Home Care: um convite à ciência
Por Dr. Tarcyo Bonfim
Há 14 anos trabalhando com atenção domiciliar (Home Care) observo o quanto as pesquisas na área tiveram pouca evolução. É verdade que o número de publicações aumentou, o que é possível constatar nas principais plataformas de busca por artigos científicos na área de saúde. Na Scielo por exemplo, que é uma espécie de biblioteca eletrônica que representa muito bem a realidade da produção científica na América Latina, com a palavra-chave “Home Care” chegamos a aproximadamente 1000 publicações, porém não existem estudos clínicos e nem pesquisas de fato. Raros são os ensaios clínicos randomizados realizados com esta população. Boa parte são relatos de casos e estudos retrospectivos observacionais. O que faz o Home Care caminhar a margem da ciência?
Um dos motivos é que a principal financiadora da pesquisa clínica hoje é a indústria farmacêutica e esta possui uma agenda de prioridade onde a atenção domiciliar não está presente. Entre os critérios desta agenda está a relevância do problema e o resultado econômico da solução. Logo, não é de se esperar desta fonte financiadora a dedicação em pesquisa a população de pacientes em Home Care. Boa parte dos tratamentos realizados em domicílio são feitos por analogia ao que existe em nível hospitalar ou off label.
Outra questão bem importante que limita a pesquisa em Home Care é que a população possui normalmente baixa expectativa de vida e múltiplas comorbidades com uso de inúmeras medicações, o que dificulta a randomização e o acompanhamento prospectivo bem como o gerenciamento das variáveis confundidoras. Assim, torna-se necessários desenhos de estudos robustos e análises estatísticas cuidadosas.
Além destes fatores, existe um outro que merece destaque. O desconhecimento por boa parte dos cientistas e pesquisadores do universo de pacientes que são assistidos nesta modalidade. Se esses profissionais não se deparam com os problemas e perguntas dos profissionais de saúde que assistem a essa população, como dedicar sua atenção a resolver esses problemas e a responder as hipóteses?

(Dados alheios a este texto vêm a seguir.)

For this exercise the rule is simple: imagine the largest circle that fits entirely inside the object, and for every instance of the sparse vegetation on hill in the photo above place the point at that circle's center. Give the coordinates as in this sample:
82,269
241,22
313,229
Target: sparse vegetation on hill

Assim temos um dilema claro e evidente. Ou os cientistas mergulham no universo da atenção domiciliar, ou formamos cientistas entre aqueles que exercem o cuidado a este perfil de pacientes. Ou um pouco das duas coisas. Não sei o que é mais fácil de acontecer. Só sei que possuímos hipóteses instigantes nesta área e para as quais as respostas podem gerar economia ao sistema e melhorar a qualidade assistencial. Trarei aqui algumas perguntas frequentes feitas por quem lida com atenção domiciliar.
Quais os benefícios reais que pacientes neuropatas com hipersialorréia possuem com o uso do colírio de atropina via sublingual? Quais os benefícios reais da realização de cinesioterapia por mais de 6 meses em pacientes neuropatas que não apresentam evolução da motricidade? Quais os benefícios reais do uso da dieta industrializada nos pacientes acamados com ou sem via alternativa de alimentação? Quais os perfis de pacientes que se beneficiam de fonoterapia para prevenção de pneumonia aspirativa? Essas são apenas algumas perguntas do portfolio de dúvidas que dispomos em relação ao que é feito. Por fim, trago a pergunta que julgo mais instigante: por que fazemos tantos tratamentos se não temos evidências que os fundamentem? A resposta a esta pergunta explorarei em um outro artigo.
Fica então o convite a todos os cientistas que leram esse artigo e a todos os que tem o espírito científico para mergulharem neste universo da atenção domiciliar em busca destas respostas. Gerando mais conhecimento de qualidade nesta área, estaremos contribuindo com a melhoria da qualidade assistencial, proporcionaremos economia ao sistema e deixaremos legados ao conhecimento científico.